Who owns 'public' land?

Nearly 100 ranchers gathered in Farmington, N.M., last weekend to listen to Wayne Hage and his wife, former Congresswoman Helen Chenoweth-Hage, explain how the "public" land on which their cattle graze may not be "public" at all. The U.S. Court of Federal Claims found, in Hage v. United States, that the ranchers, not the federal government, may be the true owners of the property referred to as "public" land.

Environmental organizations, and agencies of the federal government, have been trying to rid the West of cattle for decades. The Hage decision demonstrates that the "ownership" of the forage, water and migration routes, may actually belong to the ranchers, and not to the government.

The doctrine of "prior appropriation" governed land and water acquisition in the West long before there was a United States. This doctrine means that the first person to find water, and put it to beneficial use, had the exclusive right to use the water and the adjacent land and forage sufficient to maintain the livestock the water would support.

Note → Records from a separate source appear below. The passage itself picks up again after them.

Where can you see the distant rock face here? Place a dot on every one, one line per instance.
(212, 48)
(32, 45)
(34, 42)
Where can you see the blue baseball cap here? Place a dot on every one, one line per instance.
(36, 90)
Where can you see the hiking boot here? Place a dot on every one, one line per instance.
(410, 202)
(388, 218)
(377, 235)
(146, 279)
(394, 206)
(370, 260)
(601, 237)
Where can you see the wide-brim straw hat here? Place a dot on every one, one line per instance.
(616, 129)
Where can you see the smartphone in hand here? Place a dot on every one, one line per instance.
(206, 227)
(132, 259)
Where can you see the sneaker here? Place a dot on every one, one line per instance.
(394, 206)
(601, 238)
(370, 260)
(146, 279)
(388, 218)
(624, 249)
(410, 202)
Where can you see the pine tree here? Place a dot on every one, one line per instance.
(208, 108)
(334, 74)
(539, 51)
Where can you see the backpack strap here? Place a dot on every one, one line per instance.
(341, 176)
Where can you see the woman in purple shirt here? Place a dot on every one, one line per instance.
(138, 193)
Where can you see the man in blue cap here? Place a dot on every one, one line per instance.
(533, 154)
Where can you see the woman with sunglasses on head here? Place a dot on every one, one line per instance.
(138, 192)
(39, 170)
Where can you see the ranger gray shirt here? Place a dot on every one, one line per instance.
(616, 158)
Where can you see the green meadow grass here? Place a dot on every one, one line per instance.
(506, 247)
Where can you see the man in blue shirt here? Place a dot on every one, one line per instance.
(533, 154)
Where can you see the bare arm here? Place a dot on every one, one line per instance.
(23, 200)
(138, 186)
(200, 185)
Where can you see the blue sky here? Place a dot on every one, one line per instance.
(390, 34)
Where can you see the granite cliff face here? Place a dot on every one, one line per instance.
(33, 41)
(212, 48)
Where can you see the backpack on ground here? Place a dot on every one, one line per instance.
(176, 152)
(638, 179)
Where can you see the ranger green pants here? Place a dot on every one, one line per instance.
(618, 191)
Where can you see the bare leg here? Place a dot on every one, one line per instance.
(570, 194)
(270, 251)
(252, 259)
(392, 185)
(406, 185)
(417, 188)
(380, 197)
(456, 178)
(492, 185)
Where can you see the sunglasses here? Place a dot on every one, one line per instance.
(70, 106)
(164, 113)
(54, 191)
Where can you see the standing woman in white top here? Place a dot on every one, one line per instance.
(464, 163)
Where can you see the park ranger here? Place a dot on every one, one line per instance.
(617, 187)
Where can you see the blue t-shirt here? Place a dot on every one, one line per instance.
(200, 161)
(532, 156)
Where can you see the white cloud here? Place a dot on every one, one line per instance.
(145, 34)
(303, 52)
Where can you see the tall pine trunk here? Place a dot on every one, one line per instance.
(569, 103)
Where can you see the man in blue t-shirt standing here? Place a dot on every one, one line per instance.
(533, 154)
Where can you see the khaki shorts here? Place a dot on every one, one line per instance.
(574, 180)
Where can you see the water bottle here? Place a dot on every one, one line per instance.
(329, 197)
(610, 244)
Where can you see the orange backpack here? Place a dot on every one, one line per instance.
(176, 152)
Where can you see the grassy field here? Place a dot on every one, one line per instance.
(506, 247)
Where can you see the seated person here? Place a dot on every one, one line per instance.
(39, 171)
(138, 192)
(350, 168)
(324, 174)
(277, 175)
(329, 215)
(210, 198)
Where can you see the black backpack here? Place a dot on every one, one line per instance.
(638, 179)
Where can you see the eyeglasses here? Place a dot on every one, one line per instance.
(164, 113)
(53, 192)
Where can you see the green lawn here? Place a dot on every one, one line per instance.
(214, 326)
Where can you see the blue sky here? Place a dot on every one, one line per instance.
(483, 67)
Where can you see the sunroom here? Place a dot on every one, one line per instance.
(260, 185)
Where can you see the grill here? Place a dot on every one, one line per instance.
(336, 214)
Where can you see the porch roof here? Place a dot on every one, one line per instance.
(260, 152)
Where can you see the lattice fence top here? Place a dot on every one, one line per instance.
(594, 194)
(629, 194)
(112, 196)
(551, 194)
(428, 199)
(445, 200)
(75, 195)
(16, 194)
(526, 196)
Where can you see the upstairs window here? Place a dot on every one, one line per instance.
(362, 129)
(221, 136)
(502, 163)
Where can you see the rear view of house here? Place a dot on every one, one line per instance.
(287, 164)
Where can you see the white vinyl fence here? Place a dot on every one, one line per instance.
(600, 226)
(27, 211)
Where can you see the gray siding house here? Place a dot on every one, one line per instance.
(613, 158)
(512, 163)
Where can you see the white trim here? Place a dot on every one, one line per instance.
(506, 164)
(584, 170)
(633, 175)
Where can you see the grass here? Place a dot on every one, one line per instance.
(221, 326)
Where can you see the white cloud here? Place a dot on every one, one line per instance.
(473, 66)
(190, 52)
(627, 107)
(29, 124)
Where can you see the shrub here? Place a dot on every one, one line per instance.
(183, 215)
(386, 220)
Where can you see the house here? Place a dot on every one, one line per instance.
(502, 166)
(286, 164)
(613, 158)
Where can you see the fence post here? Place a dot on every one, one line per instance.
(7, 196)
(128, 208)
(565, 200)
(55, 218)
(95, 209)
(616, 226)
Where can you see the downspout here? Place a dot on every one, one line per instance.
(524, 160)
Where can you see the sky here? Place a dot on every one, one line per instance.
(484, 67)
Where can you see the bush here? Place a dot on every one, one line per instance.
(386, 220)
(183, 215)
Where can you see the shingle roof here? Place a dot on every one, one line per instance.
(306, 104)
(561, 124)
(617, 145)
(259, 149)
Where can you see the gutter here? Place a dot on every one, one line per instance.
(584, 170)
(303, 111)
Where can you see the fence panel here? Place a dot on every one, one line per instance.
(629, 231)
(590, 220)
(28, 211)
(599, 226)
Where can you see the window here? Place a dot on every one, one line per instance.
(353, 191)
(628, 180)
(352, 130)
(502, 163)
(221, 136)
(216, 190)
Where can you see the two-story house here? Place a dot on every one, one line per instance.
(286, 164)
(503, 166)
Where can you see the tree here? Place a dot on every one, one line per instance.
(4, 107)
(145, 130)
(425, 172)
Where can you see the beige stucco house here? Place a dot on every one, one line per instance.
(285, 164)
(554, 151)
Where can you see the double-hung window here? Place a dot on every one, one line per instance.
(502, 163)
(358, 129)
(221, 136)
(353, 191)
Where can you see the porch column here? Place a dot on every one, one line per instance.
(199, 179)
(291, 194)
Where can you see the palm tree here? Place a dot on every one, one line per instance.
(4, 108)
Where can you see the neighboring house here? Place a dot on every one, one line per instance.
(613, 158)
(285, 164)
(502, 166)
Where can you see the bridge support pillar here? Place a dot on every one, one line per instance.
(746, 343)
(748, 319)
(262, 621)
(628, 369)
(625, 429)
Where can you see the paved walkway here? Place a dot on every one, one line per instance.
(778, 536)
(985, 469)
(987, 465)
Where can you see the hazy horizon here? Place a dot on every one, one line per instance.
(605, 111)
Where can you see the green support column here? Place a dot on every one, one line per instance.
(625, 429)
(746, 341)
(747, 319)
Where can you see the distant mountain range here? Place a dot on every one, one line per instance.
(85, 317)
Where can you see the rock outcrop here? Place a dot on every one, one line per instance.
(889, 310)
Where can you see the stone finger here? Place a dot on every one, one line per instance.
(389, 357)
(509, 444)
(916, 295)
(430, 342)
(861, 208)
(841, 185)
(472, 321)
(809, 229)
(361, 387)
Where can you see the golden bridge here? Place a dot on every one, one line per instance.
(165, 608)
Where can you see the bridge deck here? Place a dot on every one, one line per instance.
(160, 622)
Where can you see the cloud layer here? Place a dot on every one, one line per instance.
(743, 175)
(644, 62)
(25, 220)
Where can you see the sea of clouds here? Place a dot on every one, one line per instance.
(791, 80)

The Treaty of Guadalupe Hidalgo, signed in 1848, decided the boundary between Mexico and the United States. Article Eight of this treaty declares that citizens living within the area assigned to the United States, would "retain all the property they possess without their being subjected, on this account, to any contribution, tax or charge whatever."

Virtually every land law enacted since this treaty contains language that protects the existing rights of those who "possess property" as the new laws enter into force.

For half a century, there was no thought or question about whether the federal government owned the land on which the ranchers grazed their cattle. The feds got involved to help resolve conflicts among the ranchers who claimed grazing rights on the same land. Since grazing rights flowed from the prior appropriation of water rights, access to water became the basis for establishing the extent of grazing rights.

In the late 1800s, the federal government established a mechanism for adjudicating these conflicts. Based on established and recorded rights to water, the adjudicators developed a way to measure the forage that would be required to support the cattle that could be supported by the available water. This measure was called AUM – Animal Units per Month. An AUM represents the forage required by a cow and a calf for one month. Conflicts among the ranchers were resolved by the federal adjudicators, who awarded an appropriate number of AUMs to each rancher involved in the dispute, and surveyed and defined the geography in which the cows could graze.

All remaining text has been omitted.